A dívida bruta do governo geral (DBGG) alcançou R$ 10,9 trilhões em julho, o equivalente a 82,5% do Produto Interno Bruto (PIB), de acordo com dados divulgados nesta manhã (31) pelo Banco Central (BC).

O indicador avançou 0,6 ponto percentual em relação a junho e acumula alta de 3,9 pontos percentuais em 2026. Trata-se do maior patamar desde abril de 2021, quando a dívida chegou a 82,6% do PIB, ainda sob os efeitos da pandemia de Covid-19. O cálculo considera os débitos do governo federal, do INSS (Instituto Nacional do Seguro Social) e das administrações estaduais e municipais.
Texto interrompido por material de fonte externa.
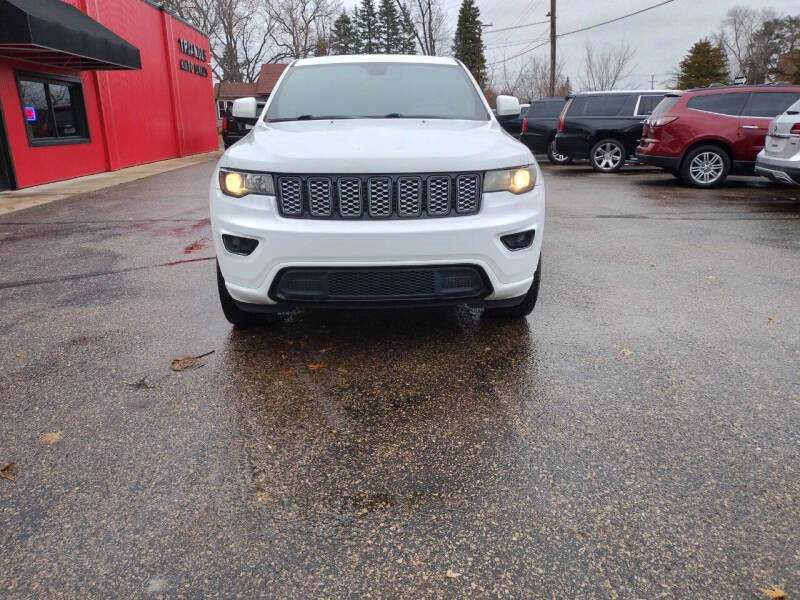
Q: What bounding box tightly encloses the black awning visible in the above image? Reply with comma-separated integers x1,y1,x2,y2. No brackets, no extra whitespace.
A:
0,0,142,71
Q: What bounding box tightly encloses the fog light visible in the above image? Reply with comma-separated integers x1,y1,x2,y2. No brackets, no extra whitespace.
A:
222,233,258,256
500,229,536,250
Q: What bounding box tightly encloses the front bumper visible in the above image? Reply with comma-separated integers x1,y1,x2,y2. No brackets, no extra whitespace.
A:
636,151,681,171
211,173,545,305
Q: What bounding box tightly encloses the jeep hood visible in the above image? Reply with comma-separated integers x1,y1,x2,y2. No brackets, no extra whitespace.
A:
220,119,533,174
Trajetória de alta desde 2022

O avanço do endividamento ocorre em um cenário de déficit público e aumento das despesas com juros. Ao fim de 2022, antes do início do terceiro mandato de Lula, a dívida correspondia a 71,7% do PIB. Desde então, o indicador subiu mais de 10 pontos percentuais. Esse movimento reflete a combinação de gastos públicos elevados e o custo crescente da dívida, pressionado pela taxa básica de juros. A fonte não detalhou projeções futuras, mas o ritmo atual sugere manutenção da trajetória ascendente.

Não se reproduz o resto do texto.